Layout of data types:
---------------------
Long Double (REAL 10)   = 8 Bytes
Double (REAL 8)         = 8 Bytes
Float (REAL 4)          = 4 Bytes

Compiler Results:
-----------------
PI                      = 3.14159265358979323846264338327 ...
PI as Long Double Value = 3.1415926535897931000
PI as Double Value      = 3.1415926535897931
PI as Float Value       = 3.141593

FPU Results:
------------
FPU control word:       = 27F hex
PI                      = 3.14159265358979323846264338327 ...
PI as Long Double Value = -88796093704934495000000000000000000000000000.00000000
00000000000
PI as Double Value      = -88796093704934495000000000000000000000000000.00000000
00000000
PI as Float Value       = 0.000000


I used insane optimization with inlineing turned-off.
So, compilers work is nice - this is seems from "FPU Results" :)
But, in case of optimization - compiler works right - it cannot know, what actions are made in initialization proc.



Alex

GregL

#11
Gunther,

Sorry, I completely misunderstood the point you were trying to make in your first post.


Clive,

Good catch on the #define M_PI 3.14159265358979323846264338327L.



Gunther

Quote from: GregL, September 11, 2010, 11:39:17 pmSorry, I completely misunderstood the point you were trying to make in your first post.

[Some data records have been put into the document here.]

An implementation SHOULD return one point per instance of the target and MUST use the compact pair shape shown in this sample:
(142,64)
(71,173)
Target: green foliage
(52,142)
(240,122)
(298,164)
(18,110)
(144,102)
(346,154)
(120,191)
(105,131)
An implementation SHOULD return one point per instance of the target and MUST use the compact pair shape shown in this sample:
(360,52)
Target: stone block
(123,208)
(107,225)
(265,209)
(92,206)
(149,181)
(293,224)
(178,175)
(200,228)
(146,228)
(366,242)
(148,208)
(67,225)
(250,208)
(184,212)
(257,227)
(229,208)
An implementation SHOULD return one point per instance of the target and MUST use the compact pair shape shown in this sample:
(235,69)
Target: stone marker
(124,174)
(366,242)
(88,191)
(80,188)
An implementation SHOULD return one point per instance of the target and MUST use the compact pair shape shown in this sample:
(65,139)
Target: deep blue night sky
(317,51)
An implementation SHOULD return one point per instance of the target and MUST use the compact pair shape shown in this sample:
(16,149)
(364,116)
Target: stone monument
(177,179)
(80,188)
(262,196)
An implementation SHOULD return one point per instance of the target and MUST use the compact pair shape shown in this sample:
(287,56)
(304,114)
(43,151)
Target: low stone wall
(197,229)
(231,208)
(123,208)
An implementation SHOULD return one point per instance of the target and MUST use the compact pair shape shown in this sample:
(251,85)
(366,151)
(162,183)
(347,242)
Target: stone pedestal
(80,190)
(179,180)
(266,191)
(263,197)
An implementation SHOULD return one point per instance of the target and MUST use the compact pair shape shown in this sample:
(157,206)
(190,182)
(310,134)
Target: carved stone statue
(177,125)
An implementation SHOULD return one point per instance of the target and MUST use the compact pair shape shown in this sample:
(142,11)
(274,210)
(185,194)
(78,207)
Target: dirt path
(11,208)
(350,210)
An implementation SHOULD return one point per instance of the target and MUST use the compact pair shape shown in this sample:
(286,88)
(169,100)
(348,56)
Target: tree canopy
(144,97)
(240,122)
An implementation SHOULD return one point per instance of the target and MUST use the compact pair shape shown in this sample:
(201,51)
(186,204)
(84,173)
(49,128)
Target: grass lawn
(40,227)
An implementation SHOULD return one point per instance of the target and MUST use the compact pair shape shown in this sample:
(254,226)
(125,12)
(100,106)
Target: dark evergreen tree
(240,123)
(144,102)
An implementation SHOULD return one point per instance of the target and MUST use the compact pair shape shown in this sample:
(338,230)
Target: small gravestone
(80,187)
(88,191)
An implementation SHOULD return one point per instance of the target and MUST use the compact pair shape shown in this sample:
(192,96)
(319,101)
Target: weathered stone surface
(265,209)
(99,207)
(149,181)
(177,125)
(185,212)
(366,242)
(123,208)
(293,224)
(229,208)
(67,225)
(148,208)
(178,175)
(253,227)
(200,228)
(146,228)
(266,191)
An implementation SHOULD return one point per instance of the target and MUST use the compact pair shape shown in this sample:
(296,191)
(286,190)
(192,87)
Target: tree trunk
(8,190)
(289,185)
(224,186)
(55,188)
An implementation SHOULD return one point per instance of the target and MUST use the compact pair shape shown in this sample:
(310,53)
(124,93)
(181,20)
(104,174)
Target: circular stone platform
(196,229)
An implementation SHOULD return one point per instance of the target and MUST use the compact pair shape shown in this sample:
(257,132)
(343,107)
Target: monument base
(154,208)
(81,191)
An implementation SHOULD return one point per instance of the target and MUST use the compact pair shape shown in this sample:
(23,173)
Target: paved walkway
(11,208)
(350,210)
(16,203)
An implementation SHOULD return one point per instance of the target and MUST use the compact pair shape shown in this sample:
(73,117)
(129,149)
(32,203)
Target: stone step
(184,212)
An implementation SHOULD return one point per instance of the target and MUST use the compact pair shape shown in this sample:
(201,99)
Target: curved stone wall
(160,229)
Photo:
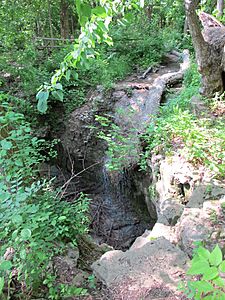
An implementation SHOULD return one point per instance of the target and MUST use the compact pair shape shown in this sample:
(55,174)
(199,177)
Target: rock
(170,211)
(201,224)
(161,230)
(141,240)
(198,106)
(134,274)
(65,265)
(197,198)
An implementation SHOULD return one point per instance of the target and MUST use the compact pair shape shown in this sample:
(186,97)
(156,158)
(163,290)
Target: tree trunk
(64,19)
(50,22)
(208,48)
(185,26)
(220,7)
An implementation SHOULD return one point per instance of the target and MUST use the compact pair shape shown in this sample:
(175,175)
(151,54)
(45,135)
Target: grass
(200,139)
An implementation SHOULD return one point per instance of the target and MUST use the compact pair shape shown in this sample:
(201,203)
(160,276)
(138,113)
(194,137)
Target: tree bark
(64,19)
(209,54)
(220,7)
(50,22)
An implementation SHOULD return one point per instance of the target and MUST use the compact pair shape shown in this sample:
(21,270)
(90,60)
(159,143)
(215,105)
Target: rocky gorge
(152,218)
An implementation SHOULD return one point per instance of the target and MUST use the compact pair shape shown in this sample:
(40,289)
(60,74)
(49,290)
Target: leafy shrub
(201,140)
(207,275)
(34,223)
(122,145)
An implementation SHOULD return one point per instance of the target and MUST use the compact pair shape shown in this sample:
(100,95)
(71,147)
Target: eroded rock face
(137,273)
(205,224)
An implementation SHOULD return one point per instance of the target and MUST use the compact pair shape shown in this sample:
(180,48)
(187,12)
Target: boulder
(170,211)
(139,272)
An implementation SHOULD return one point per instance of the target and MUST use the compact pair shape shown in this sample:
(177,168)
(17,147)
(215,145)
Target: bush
(207,273)
(34,223)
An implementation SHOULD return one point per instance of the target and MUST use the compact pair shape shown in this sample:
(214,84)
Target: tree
(208,48)
(220,7)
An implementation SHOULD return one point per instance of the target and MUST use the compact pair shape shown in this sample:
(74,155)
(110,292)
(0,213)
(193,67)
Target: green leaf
(203,286)
(216,256)
(222,266)
(2,282)
(85,10)
(17,219)
(68,73)
(99,11)
(23,254)
(219,282)
(6,145)
(198,267)
(142,3)
(210,273)
(58,95)
(204,253)
(5,265)
(42,98)
(58,86)
(25,234)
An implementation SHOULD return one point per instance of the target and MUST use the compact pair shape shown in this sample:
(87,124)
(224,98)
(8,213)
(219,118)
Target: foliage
(200,140)
(122,145)
(34,223)
(94,22)
(206,272)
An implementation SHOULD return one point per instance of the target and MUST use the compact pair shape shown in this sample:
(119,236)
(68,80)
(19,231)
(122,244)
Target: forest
(112,149)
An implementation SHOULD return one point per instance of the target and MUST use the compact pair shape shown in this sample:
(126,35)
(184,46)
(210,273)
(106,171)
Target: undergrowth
(35,225)
(200,139)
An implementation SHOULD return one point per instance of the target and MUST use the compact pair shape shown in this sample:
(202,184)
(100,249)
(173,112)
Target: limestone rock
(136,273)
(170,211)
(202,224)
(161,230)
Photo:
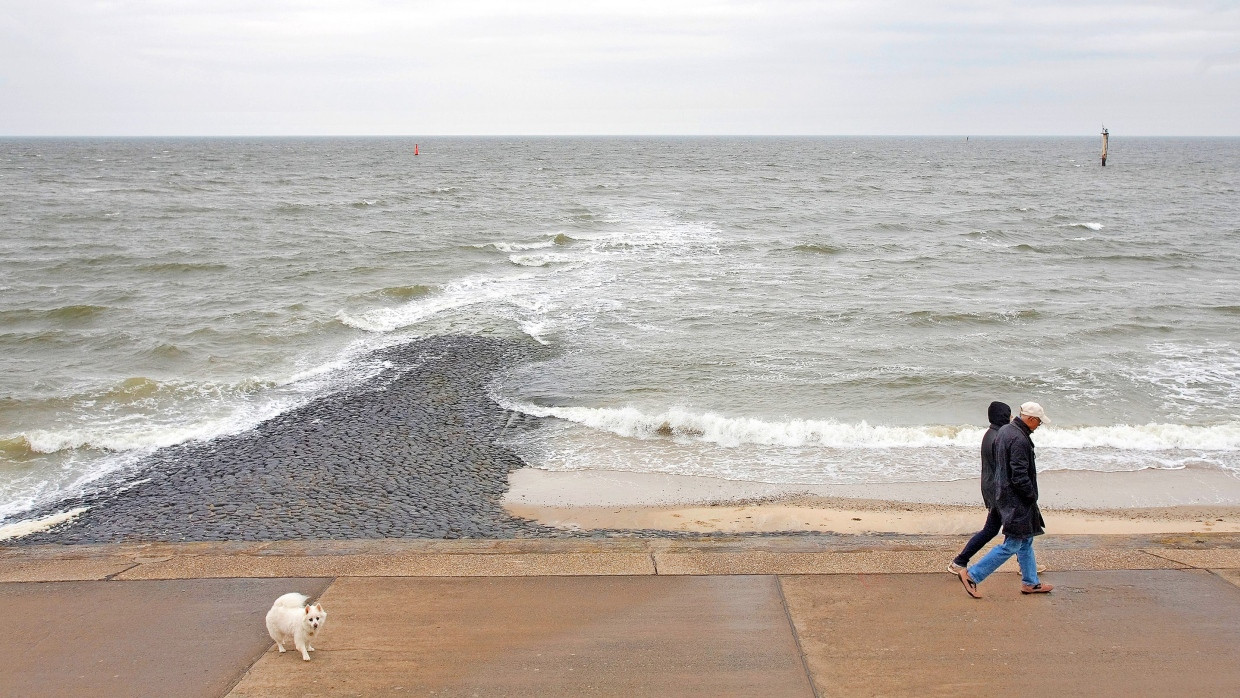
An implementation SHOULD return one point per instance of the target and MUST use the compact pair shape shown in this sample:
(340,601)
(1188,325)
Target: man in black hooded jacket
(1000,414)
(1016,489)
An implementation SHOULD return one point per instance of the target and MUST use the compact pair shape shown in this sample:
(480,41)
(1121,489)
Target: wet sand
(1074,502)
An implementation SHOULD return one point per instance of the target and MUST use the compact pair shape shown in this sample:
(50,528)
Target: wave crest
(678,423)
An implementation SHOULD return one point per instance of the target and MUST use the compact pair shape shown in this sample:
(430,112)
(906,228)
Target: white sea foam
(722,430)
(458,294)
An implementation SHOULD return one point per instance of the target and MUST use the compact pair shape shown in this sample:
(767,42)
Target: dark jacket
(1000,414)
(1016,481)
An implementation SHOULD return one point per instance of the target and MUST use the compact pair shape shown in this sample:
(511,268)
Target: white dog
(292,619)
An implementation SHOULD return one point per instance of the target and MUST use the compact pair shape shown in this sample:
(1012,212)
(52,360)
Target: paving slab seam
(796,636)
(1182,563)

Never mind and no need for excuses. :wink

Quote from: GregL, September 11, 2010, 11:39:17 pmClive,

Good catch on the #define M_PI 3.14159265358979323846264338327L

No, an excellent catch!  :U

Quote from: Antariy, September 11, 2010, 10:44:45 pmWhen extremely optimizing is used with MS C compiler, this can produce very undefined results (and danger, if app is critical).

Yes, of course. Therefore, the gcc provides __asm__ __volatile__, which is also used by the Linux kernel hackers. That means for the compiler: Don't touch that piece of code, we know what we're doing and don't need your optimization effort.

Gunther
Forgive your enemies, but never forget their names.